Modelling of Strain Softening Materials Based on Equivalent Damage Force

Abstract

The main aim of the work presented in this paper was addressing localisation problem observed in the analysis of strain softening materials using finite element methods (FEM) combined with local continuum damage mechanics (CDM) approach. Strain softening is typically observed in damaged quasi brittle materials such as fibre reinforced composites and application of the CDM approach with the classic FEM features a number of anomalies, including mathematical (change of the type of partial differential equations leading to ill-posed boundary value problem), numerical (pronounced mesh dependency) and physical (infinitely small softening zone with the zero dissipated energy). These features of the classic FEM solutions have been already demonstrated in (Vignjevic, Djordjevic et al. 2014). The model proposed here is still based on the local CDM approach, but introduces an alternative definition of damage effects in the system of equilibrium equations.
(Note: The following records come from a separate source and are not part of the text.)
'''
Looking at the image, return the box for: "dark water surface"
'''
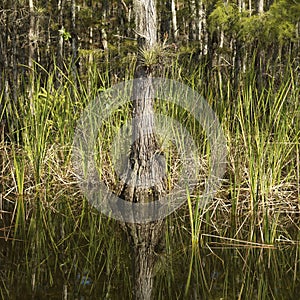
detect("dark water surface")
[1,235,300,299]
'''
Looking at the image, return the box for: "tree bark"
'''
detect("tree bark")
[119,1,166,299]
[100,0,108,50]
[258,0,264,14]
[188,0,197,41]
[171,0,178,41]
[159,0,171,41]
[28,0,36,103]
[28,0,35,69]
[71,0,78,80]
[11,2,18,104]
[57,0,65,71]
[201,3,208,56]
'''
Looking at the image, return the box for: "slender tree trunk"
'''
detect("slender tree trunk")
[101,0,108,50]
[188,0,197,41]
[11,3,18,104]
[233,38,242,90]
[202,4,208,56]
[86,0,94,91]
[219,27,224,49]
[87,24,93,91]
[46,13,51,65]
[28,0,36,103]
[0,8,9,93]
[57,0,65,71]
[71,0,78,80]
[197,0,205,55]
[297,21,300,61]
[171,0,178,41]
[258,0,263,14]
[235,0,245,82]
[0,7,9,138]
[28,0,35,69]
[195,0,202,42]
[159,0,171,41]
[119,0,166,299]
[238,0,242,12]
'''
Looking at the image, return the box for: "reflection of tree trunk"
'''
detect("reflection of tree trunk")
[131,222,163,300]
[119,1,166,299]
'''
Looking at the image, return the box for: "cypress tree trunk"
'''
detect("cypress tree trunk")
[119,1,166,299]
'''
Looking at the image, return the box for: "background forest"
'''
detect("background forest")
[1,0,299,97]
[0,0,300,299]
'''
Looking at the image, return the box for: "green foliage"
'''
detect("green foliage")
[265,0,300,43]
[58,27,72,41]
[208,1,240,34]
[208,0,300,45]
[238,14,274,46]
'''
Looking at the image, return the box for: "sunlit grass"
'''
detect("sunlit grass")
[0,55,299,299]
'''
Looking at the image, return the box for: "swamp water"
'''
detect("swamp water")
[1,199,299,300]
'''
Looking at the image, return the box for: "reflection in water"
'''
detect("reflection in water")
[1,231,300,299]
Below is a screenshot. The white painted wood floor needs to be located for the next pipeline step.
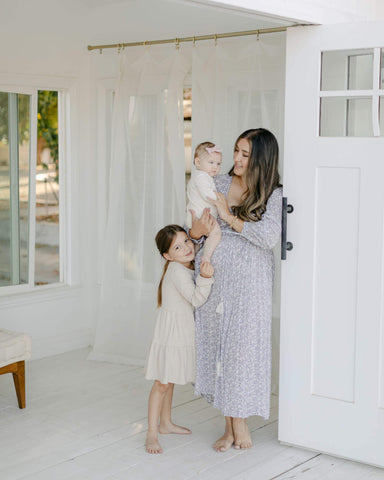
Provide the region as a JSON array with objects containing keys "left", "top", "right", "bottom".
[{"left": 1, "top": 348, "right": 384, "bottom": 480}]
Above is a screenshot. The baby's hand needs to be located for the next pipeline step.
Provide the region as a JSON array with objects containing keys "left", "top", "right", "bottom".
[{"left": 200, "top": 261, "right": 214, "bottom": 278}]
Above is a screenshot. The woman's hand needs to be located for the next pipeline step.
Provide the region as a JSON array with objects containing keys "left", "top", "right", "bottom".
[
  {"left": 210, "top": 192, "right": 231, "bottom": 222},
  {"left": 189, "top": 208, "right": 215, "bottom": 239},
  {"left": 200, "top": 261, "right": 214, "bottom": 278}
]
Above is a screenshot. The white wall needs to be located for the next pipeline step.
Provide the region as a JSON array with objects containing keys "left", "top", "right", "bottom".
[{"left": 0, "top": 2, "right": 98, "bottom": 359}]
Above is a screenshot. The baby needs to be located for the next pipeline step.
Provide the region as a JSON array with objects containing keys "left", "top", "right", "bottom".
[{"left": 186, "top": 142, "right": 222, "bottom": 264}]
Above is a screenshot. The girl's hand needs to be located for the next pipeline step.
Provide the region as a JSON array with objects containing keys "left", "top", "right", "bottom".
[
  {"left": 189, "top": 208, "right": 215, "bottom": 239},
  {"left": 210, "top": 192, "right": 231, "bottom": 221},
  {"left": 200, "top": 261, "right": 214, "bottom": 278}
]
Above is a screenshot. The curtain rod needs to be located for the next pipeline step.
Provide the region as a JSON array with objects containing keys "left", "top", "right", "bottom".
[{"left": 87, "top": 26, "right": 291, "bottom": 53}]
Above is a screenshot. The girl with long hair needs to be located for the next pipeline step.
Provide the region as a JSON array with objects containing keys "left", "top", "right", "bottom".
[{"left": 144, "top": 225, "right": 214, "bottom": 454}]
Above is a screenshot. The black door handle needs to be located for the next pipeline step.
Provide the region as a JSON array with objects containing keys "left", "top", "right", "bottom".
[{"left": 281, "top": 197, "right": 294, "bottom": 260}]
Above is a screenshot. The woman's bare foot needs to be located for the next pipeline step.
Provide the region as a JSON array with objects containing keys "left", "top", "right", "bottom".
[
  {"left": 158, "top": 422, "right": 192, "bottom": 435},
  {"left": 213, "top": 417, "right": 235, "bottom": 452},
  {"left": 213, "top": 433, "right": 234, "bottom": 452},
  {"left": 232, "top": 418, "right": 252, "bottom": 450},
  {"left": 213, "top": 432, "right": 234, "bottom": 452},
  {"left": 146, "top": 434, "right": 163, "bottom": 454}
]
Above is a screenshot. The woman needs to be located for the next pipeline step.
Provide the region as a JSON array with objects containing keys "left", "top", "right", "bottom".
[{"left": 189, "top": 128, "right": 282, "bottom": 452}]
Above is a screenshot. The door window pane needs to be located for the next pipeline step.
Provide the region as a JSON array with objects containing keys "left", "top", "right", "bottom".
[
  {"left": 320, "top": 97, "right": 373, "bottom": 137},
  {"left": 321, "top": 49, "right": 373, "bottom": 91}
]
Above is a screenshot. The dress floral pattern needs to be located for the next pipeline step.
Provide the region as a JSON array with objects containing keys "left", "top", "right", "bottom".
[{"left": 194, "top": 174, "right": 282, "bottom": 419}]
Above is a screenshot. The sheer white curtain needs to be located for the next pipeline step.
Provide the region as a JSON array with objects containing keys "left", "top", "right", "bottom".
[
  {"left": 90, "top": 47, "right": 191, "bottom": 364},
  {"left": 191, "top": 33, "right": 286, "bottom": 392},
  {"left": 192, "top": 33, "right": 286, "bottom": 170},
  {"left": 90, "top": 35, "right": 285, "bottom": 373}
]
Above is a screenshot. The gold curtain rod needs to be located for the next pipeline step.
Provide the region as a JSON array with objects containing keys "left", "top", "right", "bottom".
[{"left": 87, "top": 26, "right": 291, "bottom": 52}]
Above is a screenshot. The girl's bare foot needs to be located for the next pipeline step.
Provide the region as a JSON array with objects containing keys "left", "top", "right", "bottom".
[
  {"left": 146, "top": 435, "right": 163, "bottom": 454},
  {"left": 213, "top": 432, "right": 234, "bottom": 452},
  {"left": 158, "top": 422, "right": 192, "bottom": 435},
  {"left": 232, "top": 418, "right": 252, "bottom": 450}
]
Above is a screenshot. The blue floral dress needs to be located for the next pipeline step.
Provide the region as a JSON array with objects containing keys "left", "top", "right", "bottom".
[{"left": 194, "top": 174, "right": 282, "bottom": 419}]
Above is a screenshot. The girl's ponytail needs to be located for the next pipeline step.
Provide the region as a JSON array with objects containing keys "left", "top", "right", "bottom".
[
  {"left": 155, "top": 224, "right": 186, "bottom": 308},
  {"left": 157, "top": 260, "right": 170, "bottom": 307}
]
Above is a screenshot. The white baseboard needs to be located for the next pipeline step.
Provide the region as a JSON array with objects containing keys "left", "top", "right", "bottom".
[
  {"left": 29, "top": 328, "right": 93, "bottom": 360},
  {"left": 87, "top": 349, "right": 145, "bottom": 367}
]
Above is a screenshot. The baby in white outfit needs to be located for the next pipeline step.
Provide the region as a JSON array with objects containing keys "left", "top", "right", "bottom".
[{"left": 185, "top": 142, "right": 222, "bottom": 263}]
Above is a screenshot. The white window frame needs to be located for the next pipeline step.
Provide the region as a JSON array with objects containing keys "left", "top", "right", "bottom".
[
  {"left": 319, "top": 47, "right": 384, "bottom": 136},
  {"left": 0, "top": 77, "right": 71, "bottom": 295}
]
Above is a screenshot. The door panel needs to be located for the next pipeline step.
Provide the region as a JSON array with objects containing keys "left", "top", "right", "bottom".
[{"left": 279, "top": 23, "right": 384, "bottom": 467}]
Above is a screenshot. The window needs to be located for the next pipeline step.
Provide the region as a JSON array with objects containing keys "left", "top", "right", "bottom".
[
  {"left": 35, "top": 91, "right": 60, "bottom": 285},
  {"left": 0, "top": 88, "right": 64, "bottom": 290},
  {"left": 319, "top": 48, "right": 384, "bottom": 137}
]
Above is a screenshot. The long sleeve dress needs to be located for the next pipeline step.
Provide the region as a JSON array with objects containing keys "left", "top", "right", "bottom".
[
  {"left": 145, "top": 261, "right": 214, "bottom": 385},
  {"left": 194, "top": 174, "right": 282, "bottom": 419}
]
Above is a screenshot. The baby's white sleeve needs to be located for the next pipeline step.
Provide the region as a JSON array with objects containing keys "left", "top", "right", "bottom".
[{"left": 195, "top": 171, "right": 217, "bottom": 201}]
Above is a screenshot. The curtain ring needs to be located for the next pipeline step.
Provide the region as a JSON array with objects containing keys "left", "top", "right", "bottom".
[
  {"left": 257, "top": 30, "right": 260, "bottom": 41},
  {"left": 193, "top": 36, "right": 196, "bottom": 47},
  {"left": 99, "top": 48, "right": 103, "bottom": 54},
  {"left": 117, "top": 43, "right": 121, "bottom": 54},
  {"left": 175, "top": 38, "right": 180, "bottom": 50},
  {"left": 144, "top": 40, "right": 150, "bottom": 51},
  {"left": 214, "top": 34, "right": 218, "bottom": 46}
]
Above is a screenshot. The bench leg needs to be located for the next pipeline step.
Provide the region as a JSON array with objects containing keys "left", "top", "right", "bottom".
[{"left": 12, "top": 361, "right": 26, "bottom": 409}]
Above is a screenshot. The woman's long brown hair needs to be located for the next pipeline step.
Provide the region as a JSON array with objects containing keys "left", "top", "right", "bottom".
[
  {"left": 229, "top": 128, "right": 281, "bottom": 222},
  {"left": 155, "top": 225, "right": 186, "bottom": 307}
]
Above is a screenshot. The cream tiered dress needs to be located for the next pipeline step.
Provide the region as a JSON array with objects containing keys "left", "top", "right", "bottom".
[{"left": 145, "top": 261, "right": 214, "bottom": 385}]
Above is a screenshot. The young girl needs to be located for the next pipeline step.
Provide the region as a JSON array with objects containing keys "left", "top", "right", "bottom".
[
  {"left": 185, "top": 142, "right": 222, "bottom": 264},
  {"left": 144, "top": 225, "right": 214, "bottom": 454}
]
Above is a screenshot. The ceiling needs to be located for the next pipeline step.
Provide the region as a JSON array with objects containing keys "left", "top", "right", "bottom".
[
  {"left": 1, "top": 0, "right": 299, "bottom": 72},
  {"left": 4, "top": 0, "right": 297, "bottom": 46},
  {"left": 84, "top": 0, "right": 297, "bottom": 46}
]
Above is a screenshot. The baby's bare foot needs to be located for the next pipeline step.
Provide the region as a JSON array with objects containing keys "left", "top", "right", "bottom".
[
  {"left": 146, "top": 434, "right": 163, "bottom": 454},
  {"left": 158, "top": 422, "right": 192, "bottom": 435},
  {"left": 213, "top": 432, "right": 234, "bottom": 452},
  {"left": 233, "top": 418, "right": 252, "bottom": 450}
]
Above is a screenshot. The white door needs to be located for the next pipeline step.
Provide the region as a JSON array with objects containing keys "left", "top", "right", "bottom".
[{"left": 279, "top": 23, "right": 384, "bottom": 467}]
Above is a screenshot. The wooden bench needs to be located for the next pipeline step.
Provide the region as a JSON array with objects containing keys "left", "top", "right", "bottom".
[{"left": 0, "top": 329, "right": 31, "bottom": 408}]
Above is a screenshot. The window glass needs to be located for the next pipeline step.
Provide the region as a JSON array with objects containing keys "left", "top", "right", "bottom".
[
  {"left": 320, "top": 97, "right": 373, "bottom": 137},
  {"left": 18, "top": 94, "right": 30, "bottom": 284},
  {"left": 35, "top": 90, "right": 60, "bottom": 285},
  {"left": 0, "top": 92, "right": 30, "bottom": 286},
  {"left": 0, "top": 92, "right": 12, "bottom": 286},
  {"left": 380, "top": 97, "right": 384, "bottom": 136},
  {"left": 381, "top": 49, "right": 384, "bottom": 89},
  {"left": 321, "top": 49, "right": 373, "bottom": 91}
]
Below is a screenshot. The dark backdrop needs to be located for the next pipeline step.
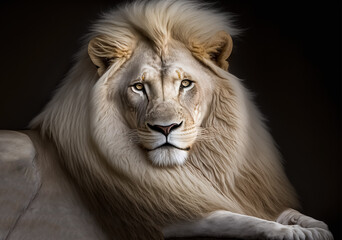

The constitutive equation in the model is defined in terms of effective stress, whilst the damage effects in the conservation of momentum equation are calculated as equivalent damage force (EDF), which contributes to the equilibrium on the right hand side of the momentum equation. The main advantages of this model are that the problem remains well posed, as the type of partial differential equations remains unchanged when the material enters softening, numerical stability, which is preserved without a need for regularisation measures, and significantly reduced mesh dependency. In addition, the EDF model can be combined with existing local CDM damage evolution functions and does not violate symmetry of the stiffness tensor. The EDF model was implemented in in-house developed coupled FEM - MCM code, where explicit FEM (Liu 2004) is coupled with a stable TotalLagrange form of SPH (Vignjevic, Reveles et al. 2006, Vignjevic, Campbell et al. 2009). Its performance is demonstrated in the analysis of a dynamic one dimensional stress wave propagation problem, which was analytically solved in (Bazant, Belytschko 1985). For a range of loading rates that correspond to the material softening regime, the numerical results shown nonlocal character with a finite size of the damaged zone, controlled with the damage characteristic length, which can be experimentally determined and is an input parameter independent of the discretisation density.